Oh, it’s a sick house.
He’s just wearing underwear and letting it all hang out.
Ah, it’s a sick house.
Coronavirus, means he can’t go hustle about.

Oh, it’s a sick house.
Those funky symptoms makes her have to quarantine
Yeah, it’s a sick house
Makes her stop and think about her hygiene.

They know they got everything
that a couple needs to ride this thing out.
Toilet paper, wipes and bleach
and 36 pounds of frozen lake trout.

Cause it’s a sick house.
They make a porridge with broth and crushed black beans
in their sick house
cuz they read it cures COVID-19

Oh, it’s a sick house.
Nervous break
Nervous break
Nervous break
Nervous breakdown.

Need a mask
and some gloves
and a gown now

Nervous break
Nervous break
Nervous break
Nervous breakdown.

Need Purell
Need some bleach
Need Lysol
Gonna bawl now.

Nervous break
Nervous break
Nervous break
Nervous breakdown.

 

 

 

Random Thoughts #36: What’s the Time?

April 14, 2020

I’m not sure that I’ve ever blogged later than 6:00 PM on any day.

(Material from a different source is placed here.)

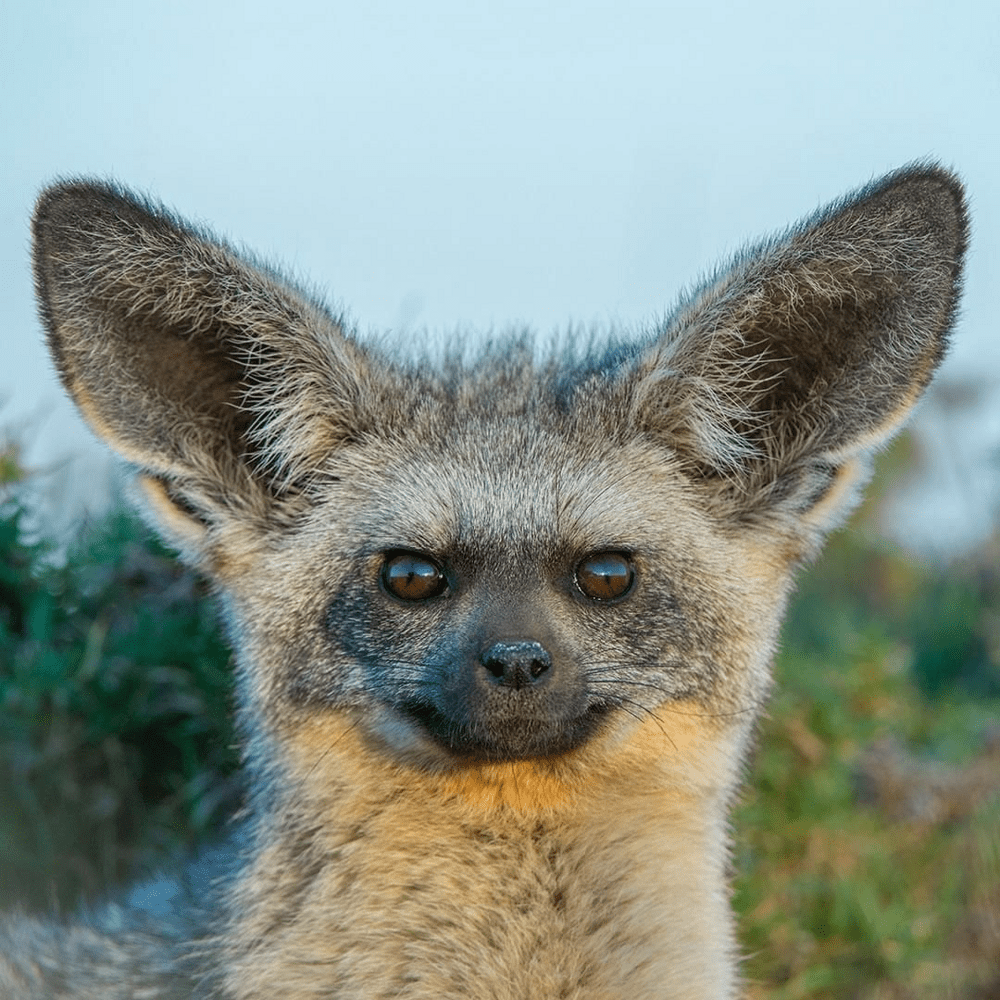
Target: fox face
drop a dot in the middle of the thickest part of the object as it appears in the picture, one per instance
(503, 616)
(467, 607)
(507, 553)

The inevitable questions that always get asked

April 14, 2020

It always happens. You tell someone you eat a plant-based diet and they inevitably ask, “But how do you get your protein?” Tell them you enjoy the Grateful Dead and they’ll say, “Oh… I never got into them; I didn’t do drugs.” Apply for a job and you get asked, “What are your weaknesses?” Reveal you’re an introvert and it’s something like, “But don’t you get lonely?”

Reality: It’s easier to get protein on a plant-based diet than it is on other diets. I don’t do drugs either and it’s not a requisite for enjoying the band’s music or their non-drug influence. Everyone has weaknesses and that’s a stupid interview question that doesn’t reveal anything meaningful. Introversion doesn’t equal loneliness.

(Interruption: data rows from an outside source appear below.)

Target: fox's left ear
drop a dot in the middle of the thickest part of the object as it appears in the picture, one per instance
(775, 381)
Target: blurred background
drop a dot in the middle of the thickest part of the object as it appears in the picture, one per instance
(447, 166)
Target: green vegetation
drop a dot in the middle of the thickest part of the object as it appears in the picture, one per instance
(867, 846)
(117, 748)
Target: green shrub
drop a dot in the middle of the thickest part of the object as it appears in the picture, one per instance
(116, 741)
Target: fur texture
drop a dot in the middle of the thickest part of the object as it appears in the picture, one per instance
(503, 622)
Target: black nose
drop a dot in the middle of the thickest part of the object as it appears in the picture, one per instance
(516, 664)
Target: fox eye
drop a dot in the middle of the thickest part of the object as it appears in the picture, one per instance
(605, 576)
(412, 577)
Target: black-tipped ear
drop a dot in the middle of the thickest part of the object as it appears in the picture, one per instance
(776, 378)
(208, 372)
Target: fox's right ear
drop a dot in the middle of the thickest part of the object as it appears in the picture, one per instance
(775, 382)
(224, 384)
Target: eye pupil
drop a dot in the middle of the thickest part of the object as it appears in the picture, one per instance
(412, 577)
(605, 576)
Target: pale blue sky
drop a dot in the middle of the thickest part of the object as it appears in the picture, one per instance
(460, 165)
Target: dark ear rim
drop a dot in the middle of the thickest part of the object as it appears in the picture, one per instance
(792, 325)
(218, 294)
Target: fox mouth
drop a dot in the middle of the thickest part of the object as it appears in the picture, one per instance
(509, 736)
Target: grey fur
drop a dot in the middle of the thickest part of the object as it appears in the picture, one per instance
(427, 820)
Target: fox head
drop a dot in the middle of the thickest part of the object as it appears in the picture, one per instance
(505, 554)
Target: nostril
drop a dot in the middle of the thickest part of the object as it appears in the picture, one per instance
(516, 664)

I bring this up because I had to go to a Microsoft Teams meeting this morning and I got there a few minutes early and one of my work colleagues was also there early and we’re engaging in the typical inane chat that no one really cares about and then we move on to staying at home and working from home and he says, “All this must be easy for you.”

“What’s easy for me?” I said.

“Working from home and not going out.”

“Why do you say that?”

“Because you’re an introvert. You’re used to it. I’m crawling the walls here to get out.”

So what do you do? We’re on camera so I can’t stick out my tongue or make a face like I might think to do if he wasn’t looking at me, and I’m not crazy about arguing with anyone about something so meaningless, and now there are two more people in the meeting. I smiled in my usual half-smile sort of way and said that being an introvert doesn’t mean a person doesn’t necessarily like being isolated. “Oh, okay,” he says in that tone of voice that might lead one to believe he doesn’t believe what you just said.

I like to think of this guy – or maybe anyone who thinks they understand introverts because they’ve pigeonholed us into some easy-to-understand figure of a pale, scared, non-communicating, negative-leaning, retreating, shrinking violet – as driving down my block and slowing way, way, way down when he passes my house so he can roll down his window and lean his head out and try and look past the blinds to see what I’m doing in there all by myself. And maybe wondering to himself, ‘What’s he building in there?’ I know the thought would drive him crazy.

“What’s that tune he’s always whistling?”